Empat Kepala OPD Muna Turun Langsung Garap Potensi Pantai Kota Raha Bersama Puluhan UMKM
MUNA, SULAWESI TENGGARA - Langkah Pemerintah Kabupaten Muna dalam menata kawasan Pantai Kota Raha pasca ditetapkan sebagai Kawasan Strategis Pariwisata memasuki babak baru yang kian solid.
Pembuktian keseriusan tersebut terlihat nyata saat Dinas Pariwisata dan Ekonomi Kreatif Kabupaten Muna mengumpulkan puluhan pelaku Usaha Mikro, Kecil, dan Menengah (UMKM) dalam forum sosialisasi pajak dan retribusi daerah di kantornya, Selasa (1/9/2026).
Forum ini mendadak istimewa karena empat pimpinan Organisasi Perangkat Daerah (OPD) teknis hadir secara langsung tanpa diwakilkan untuk berdialog bebas dengan para pengusaha lokal.
Kehadiran jajaran pimpinan yakni Kepala Dinas Pariwisata dan Ekonomi Kreatif L.M. Masrul, Kepala Badan Pendapatan Daerah (Bapenda) La Inpres, Kepala Dinas Lingkungan Hidup (DLH) L.M. Yakub, serta Kasat Satpol PP Alifakara menegaskan bahwa penataan kawasan pesisir ini bukan sekedar urusan sektoral pariwisata.
Pemkab Muna menunjukkan komitmen lintas sektor yang menyangkut Pendapatan Asli Daerah (PAD), keberlanjutan lingkungan, ketertiban umum, serta pembinaan ekonomi rakyat secara holistik.
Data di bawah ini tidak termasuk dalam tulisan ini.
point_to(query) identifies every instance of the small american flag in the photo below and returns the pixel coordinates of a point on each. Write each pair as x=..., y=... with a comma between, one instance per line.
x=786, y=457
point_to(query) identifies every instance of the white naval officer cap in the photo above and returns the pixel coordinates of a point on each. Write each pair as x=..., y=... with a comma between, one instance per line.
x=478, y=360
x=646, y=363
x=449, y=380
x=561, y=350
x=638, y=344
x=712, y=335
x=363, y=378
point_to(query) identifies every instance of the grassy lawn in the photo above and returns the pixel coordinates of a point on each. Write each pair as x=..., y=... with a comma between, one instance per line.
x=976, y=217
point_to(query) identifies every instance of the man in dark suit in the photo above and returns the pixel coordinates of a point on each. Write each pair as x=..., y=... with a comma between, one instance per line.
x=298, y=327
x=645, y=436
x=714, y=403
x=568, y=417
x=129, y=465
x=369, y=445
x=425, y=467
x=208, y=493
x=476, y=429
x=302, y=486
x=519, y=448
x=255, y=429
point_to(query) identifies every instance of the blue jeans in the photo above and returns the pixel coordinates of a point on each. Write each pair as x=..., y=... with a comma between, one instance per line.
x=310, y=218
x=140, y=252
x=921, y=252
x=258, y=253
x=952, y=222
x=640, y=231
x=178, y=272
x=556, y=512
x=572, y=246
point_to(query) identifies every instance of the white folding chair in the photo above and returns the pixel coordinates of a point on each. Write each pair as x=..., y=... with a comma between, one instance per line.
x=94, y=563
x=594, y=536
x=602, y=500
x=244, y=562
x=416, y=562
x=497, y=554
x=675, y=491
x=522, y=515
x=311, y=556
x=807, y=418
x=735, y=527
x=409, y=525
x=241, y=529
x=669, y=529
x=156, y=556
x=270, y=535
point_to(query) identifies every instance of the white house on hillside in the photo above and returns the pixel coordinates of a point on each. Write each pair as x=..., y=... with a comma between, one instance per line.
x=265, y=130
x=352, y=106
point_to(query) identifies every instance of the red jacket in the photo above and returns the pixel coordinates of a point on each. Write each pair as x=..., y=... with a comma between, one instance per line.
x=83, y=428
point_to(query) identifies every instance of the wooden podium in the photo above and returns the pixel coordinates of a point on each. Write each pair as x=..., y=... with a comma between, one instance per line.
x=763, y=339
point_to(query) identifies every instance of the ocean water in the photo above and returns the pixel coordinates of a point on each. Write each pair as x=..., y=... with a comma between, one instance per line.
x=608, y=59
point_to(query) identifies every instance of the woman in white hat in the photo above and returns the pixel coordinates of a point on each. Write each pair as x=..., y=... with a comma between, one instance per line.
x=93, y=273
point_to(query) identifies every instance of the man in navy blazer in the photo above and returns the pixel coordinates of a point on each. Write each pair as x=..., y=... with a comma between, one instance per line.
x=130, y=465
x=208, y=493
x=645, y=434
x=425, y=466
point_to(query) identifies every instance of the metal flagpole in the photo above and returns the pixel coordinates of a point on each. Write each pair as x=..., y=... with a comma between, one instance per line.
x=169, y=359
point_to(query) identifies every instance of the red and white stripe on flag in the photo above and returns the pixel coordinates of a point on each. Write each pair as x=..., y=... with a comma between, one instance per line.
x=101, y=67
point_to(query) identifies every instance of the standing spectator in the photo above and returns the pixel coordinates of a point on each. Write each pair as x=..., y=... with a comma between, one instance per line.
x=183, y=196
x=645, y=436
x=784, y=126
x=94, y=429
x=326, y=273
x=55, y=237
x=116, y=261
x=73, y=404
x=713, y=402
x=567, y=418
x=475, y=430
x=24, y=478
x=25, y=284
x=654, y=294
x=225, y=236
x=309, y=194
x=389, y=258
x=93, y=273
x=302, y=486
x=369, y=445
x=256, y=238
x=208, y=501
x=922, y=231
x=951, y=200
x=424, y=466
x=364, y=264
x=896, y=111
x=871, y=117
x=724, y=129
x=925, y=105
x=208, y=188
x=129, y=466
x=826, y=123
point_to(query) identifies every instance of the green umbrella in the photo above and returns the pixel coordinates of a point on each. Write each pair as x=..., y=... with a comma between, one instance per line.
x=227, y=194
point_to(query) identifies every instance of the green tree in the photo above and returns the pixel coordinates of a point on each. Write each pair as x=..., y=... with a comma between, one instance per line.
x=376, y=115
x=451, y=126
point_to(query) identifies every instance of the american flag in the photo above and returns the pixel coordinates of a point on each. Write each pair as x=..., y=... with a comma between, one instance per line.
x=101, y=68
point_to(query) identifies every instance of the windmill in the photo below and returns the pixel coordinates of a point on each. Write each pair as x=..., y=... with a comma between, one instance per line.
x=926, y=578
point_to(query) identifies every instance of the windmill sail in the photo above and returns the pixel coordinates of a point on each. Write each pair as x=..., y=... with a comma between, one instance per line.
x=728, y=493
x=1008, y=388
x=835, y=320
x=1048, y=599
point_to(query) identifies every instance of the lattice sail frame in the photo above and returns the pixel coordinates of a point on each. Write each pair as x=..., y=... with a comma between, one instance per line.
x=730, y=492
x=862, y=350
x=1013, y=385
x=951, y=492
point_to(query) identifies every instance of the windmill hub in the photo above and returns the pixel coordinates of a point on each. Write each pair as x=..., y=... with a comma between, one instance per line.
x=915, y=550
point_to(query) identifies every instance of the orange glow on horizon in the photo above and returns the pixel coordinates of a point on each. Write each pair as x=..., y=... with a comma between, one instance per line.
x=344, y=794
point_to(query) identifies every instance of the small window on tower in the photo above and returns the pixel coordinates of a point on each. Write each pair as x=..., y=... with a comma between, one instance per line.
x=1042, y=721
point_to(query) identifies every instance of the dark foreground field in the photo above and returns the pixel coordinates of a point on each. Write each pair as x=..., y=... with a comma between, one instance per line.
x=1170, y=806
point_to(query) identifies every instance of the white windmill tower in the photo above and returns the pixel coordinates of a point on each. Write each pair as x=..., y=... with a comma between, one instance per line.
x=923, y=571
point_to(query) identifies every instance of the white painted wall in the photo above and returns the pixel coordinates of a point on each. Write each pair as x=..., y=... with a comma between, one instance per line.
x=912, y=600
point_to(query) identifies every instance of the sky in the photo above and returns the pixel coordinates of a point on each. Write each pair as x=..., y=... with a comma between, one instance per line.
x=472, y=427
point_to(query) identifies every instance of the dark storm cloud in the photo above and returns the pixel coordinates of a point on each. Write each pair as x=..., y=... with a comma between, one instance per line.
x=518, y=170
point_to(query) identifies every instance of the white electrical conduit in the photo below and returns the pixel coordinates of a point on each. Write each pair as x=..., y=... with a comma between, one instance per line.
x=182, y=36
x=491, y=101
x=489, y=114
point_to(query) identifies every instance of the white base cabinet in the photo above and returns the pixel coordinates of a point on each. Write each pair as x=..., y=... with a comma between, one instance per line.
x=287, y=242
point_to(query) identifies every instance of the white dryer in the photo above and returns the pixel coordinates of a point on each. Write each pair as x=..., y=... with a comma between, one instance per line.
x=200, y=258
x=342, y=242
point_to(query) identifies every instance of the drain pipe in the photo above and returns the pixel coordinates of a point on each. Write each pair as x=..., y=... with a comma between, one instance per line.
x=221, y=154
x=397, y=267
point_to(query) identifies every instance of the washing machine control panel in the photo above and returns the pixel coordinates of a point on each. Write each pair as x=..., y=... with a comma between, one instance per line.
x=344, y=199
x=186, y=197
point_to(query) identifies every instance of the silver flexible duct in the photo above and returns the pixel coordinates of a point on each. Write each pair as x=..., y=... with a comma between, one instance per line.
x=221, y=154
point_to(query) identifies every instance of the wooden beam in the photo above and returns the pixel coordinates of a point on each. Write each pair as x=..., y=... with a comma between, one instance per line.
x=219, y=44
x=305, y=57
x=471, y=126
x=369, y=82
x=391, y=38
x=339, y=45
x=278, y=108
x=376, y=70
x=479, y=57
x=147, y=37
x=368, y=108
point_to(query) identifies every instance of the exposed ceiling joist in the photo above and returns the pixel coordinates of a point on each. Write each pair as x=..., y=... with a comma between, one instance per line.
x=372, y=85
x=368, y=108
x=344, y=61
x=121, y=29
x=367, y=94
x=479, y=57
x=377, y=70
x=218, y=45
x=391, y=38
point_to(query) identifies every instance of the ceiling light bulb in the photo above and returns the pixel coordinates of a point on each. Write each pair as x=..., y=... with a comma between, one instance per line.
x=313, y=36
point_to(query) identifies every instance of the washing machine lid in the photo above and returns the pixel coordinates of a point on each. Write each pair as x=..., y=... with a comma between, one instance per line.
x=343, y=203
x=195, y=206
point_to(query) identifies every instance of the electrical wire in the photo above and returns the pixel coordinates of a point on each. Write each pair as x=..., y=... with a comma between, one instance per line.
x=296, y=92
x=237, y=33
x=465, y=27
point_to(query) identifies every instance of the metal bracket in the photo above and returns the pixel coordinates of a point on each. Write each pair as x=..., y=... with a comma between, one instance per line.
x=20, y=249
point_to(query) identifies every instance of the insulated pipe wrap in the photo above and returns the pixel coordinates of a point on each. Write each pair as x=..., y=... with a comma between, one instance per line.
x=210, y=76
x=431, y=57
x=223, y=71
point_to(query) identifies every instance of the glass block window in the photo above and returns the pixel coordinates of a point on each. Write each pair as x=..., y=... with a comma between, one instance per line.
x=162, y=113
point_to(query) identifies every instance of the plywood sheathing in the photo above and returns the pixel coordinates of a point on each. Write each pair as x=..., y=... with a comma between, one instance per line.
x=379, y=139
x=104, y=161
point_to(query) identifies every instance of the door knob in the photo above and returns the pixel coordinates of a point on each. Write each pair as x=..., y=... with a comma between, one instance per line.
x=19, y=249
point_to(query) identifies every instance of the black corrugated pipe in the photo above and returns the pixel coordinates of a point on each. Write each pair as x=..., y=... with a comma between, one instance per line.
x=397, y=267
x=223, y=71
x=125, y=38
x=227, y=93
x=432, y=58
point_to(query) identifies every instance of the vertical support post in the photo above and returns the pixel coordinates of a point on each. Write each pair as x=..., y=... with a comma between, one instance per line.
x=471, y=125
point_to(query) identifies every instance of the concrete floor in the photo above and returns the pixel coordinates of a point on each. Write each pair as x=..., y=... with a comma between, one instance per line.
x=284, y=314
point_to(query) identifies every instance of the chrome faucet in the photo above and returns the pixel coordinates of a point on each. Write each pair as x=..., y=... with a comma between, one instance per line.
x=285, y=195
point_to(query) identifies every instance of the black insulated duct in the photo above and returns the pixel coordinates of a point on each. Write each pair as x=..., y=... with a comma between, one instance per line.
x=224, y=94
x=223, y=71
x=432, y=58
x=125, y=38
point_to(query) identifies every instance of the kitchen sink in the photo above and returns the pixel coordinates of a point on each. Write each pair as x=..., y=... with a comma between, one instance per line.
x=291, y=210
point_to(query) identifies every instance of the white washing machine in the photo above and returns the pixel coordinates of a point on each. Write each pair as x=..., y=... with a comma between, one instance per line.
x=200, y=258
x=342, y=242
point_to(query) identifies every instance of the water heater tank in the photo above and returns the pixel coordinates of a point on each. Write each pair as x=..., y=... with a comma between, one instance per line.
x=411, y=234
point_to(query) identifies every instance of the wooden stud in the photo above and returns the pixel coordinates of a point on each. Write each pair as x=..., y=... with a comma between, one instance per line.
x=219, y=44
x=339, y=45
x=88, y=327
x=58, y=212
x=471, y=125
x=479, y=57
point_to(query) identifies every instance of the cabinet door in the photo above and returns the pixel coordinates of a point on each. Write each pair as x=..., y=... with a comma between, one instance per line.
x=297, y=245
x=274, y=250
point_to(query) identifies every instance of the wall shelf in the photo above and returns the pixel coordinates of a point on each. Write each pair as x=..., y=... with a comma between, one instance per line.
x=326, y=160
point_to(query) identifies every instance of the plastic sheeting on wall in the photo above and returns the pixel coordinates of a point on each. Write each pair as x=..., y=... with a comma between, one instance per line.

Langkah ini meluruhkan kesan kaku birokrasi dan menciptakan suasana diskusi yang sangat transparan dan humanis.
Dalam dialog interaktif tersebut, para pelaku UMKM mendapatkan penjelasan resmi terkait implementasi Peraturan Daerah Nomor 2 Tahun 2024 tentang Pajak Daerah dan Retribusi Daerah, khususnya terkait Pajak Barang dan Jasa Tertentu (PBJT) kuliner.
Di saat yang sama, persoalan krusial seperti penanganan timbulan sampah, tata kelola fasilitas usaha, hingga jaminan keamanan kawasan dibedah bersama pengambil kebijakan tertinggi di masing-masing dinas. Pendekatan ini memastikan setiap aspirasi, keluhan, dan harapan pedagang terdengar langsung oleh pejabat yang berwenang mengambil keputusan di tempat tanpa membentur sekat laporan staf.
Landasan penataan kawasan sepanjang Polres Muna hingga Pasar Laino ini kian kokoh setelah diterbitkannya Keputusan Bupati Muna Nomor 99 Tahun 2026 tentang Penetapan Kawasan Strategis Pariwisata Pantai Kota Raha serta Keputusan Bupati Muna Nomor 100 Tahun 2026 yang menunjuk Dinas Pariwisata dan Ekonomi Kreatif sebagai pengelola kawasan.
Payung hukum ini memicu sinergi baru di mana UMKM tidak diposisikan sebagai objek penertiban, melainkan sebagai mitra strategis pemerintah dalam menghidupkan ekosistem pariwisata daerah.
Kepala Dinas Pariwisata dan Ekonomi Kreatif Kabupaten Muna, L.M. Masrul, menyatakan bahwa pemerintah daerah datang dengan semangat membawa solusi, bukan hanya memungut kewajiban.
"Pemkab Muna bertekad menghadirkan ruang usaha yang bersih, tertib, aman, dan nyaman agar Pantai Kota Raha mampu bertransformasi menjadi ikon pariwisata baru sekaligus pusat pertumbuhan ekonomi unggulan yang memberi manfaat nyata bagi seluruh masyarakat Kabupaten Muna, pungkas L.M. Masrul.